Matching Minds with Sondheim: The Puzzles and Games of the Broadway Legend can be ordered from any bookseller by using the ISBN code.

Since it doesn’t take a lot to get Mel Larch to pay tribute to Sondheim, we had a pretty easy time putting together a new Curtain Call to tie into the above books.

At 3 PM (EDT) on Curtain Call, Mel had great time assembling a mixtape show dedicated to the late Broadway legend, who coincidentally passed away four years ago, today.

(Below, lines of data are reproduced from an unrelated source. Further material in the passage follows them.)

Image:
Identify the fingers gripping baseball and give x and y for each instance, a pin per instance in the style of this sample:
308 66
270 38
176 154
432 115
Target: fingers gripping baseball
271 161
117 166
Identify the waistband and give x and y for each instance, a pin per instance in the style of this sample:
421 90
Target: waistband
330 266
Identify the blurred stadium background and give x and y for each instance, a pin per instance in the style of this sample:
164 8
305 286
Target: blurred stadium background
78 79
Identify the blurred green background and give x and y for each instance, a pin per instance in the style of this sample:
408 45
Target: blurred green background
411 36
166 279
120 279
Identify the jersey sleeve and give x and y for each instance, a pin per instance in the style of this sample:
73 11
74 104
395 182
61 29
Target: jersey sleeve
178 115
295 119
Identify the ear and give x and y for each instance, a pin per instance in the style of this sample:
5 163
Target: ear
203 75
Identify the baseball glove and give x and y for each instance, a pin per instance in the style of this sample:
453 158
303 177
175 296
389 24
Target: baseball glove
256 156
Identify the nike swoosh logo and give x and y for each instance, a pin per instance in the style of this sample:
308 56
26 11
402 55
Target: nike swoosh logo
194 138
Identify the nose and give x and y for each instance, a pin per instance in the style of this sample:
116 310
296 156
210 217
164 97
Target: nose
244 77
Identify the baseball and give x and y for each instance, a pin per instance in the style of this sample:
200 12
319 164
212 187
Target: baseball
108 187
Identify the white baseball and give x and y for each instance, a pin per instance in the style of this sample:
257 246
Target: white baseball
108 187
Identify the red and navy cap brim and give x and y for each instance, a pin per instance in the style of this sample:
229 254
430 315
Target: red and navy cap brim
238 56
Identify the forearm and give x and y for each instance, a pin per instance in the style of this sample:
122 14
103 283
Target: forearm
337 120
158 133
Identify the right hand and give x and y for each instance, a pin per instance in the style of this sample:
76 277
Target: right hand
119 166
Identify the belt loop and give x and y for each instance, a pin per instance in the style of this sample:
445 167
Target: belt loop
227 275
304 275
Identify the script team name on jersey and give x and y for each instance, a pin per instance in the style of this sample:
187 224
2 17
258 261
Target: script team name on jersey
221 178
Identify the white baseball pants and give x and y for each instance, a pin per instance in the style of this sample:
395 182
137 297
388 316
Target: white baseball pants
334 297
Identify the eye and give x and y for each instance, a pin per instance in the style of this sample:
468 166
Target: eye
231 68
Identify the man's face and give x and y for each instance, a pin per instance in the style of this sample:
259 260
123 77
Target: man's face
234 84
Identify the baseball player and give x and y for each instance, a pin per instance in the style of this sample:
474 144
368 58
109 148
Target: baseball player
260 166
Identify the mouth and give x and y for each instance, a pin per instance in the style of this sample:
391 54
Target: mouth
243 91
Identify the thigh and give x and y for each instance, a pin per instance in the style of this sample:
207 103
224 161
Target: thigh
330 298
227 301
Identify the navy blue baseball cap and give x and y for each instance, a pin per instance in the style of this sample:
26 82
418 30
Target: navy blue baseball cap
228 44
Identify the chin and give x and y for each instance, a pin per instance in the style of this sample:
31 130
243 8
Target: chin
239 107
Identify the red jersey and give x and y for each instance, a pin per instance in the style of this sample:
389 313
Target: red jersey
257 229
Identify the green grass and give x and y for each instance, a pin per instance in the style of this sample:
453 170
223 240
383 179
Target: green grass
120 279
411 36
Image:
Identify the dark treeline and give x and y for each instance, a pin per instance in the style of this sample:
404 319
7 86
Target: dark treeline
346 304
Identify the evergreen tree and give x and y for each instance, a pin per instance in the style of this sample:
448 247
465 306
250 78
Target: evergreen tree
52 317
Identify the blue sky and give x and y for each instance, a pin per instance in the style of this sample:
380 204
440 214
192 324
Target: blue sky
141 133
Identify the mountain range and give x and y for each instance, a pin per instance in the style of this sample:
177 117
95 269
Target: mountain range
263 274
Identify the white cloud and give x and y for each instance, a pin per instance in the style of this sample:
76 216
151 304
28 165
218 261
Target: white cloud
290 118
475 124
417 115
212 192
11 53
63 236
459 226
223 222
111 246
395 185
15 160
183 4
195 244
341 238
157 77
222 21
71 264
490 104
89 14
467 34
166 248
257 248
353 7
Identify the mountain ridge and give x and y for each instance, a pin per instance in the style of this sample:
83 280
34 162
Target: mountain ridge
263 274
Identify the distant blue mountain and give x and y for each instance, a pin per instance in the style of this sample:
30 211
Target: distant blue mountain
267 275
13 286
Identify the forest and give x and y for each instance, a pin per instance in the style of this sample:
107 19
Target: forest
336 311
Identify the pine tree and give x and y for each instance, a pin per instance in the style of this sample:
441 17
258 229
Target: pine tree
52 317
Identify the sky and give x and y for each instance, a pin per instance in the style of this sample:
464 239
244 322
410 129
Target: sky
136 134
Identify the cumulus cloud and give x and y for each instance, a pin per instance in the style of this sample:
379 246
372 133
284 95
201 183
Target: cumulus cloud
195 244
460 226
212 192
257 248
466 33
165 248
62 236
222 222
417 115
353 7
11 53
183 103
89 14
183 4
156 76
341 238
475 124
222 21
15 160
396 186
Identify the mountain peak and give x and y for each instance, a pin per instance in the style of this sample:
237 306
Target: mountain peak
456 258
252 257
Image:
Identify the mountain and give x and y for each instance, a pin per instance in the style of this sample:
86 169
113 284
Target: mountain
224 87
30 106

Drawing tracks from productions of “Stephen Sondheim’s Old Friends,” Sunday In The Park with George, Sweeny Todd and other classic shows, Mel brings you a fitting salute.

Check out the playlist:

Curtain Call 162

“Old Friends” sung by Stephen Sondheim
“Losing My Mind” sung by Bernadette Peters
“I’m Still Here” sung by Petula Clark
“Everything’s Coming Up Roses” sung by Imelda Staunton
“The Worst Pies in London” sung by Michael Ball and Maria Friedman
“Comedy Tonight” sung by Rob Brydon
“You Gotta Get A Gimmick” sung by Anna Jane Casey
“Send In The Clowns” sung by Judi Dench
“Side by Side” sung by Jack Cassidy and Chita Rivera
“Putting It Together” sung by Mandy Patinkin, Bernadette Peters and company
“Marry Me A Little” sung by Lauren Molina
“Bishop’s Song” sung by David Hyde Pierce”
“Sunday In The Park With George” sung by Bernadette Peters
“My Friends” sung by Michael Ball
“Old Friends” by the company of Old Friends

Curtain Call can be heard on The AIR Wednesday at 3 PM, with replays Thursday at 8 AM, Friday at 10 AM, Saturday at 8 PM and Monday at 9 AM. A two-hour mini-marathon of classic episodes can be heard Mndays, starting at 9 PM, and an all-night marathon of Curtain Call episodes can be heard Wednesday nights, beginning at Midnight.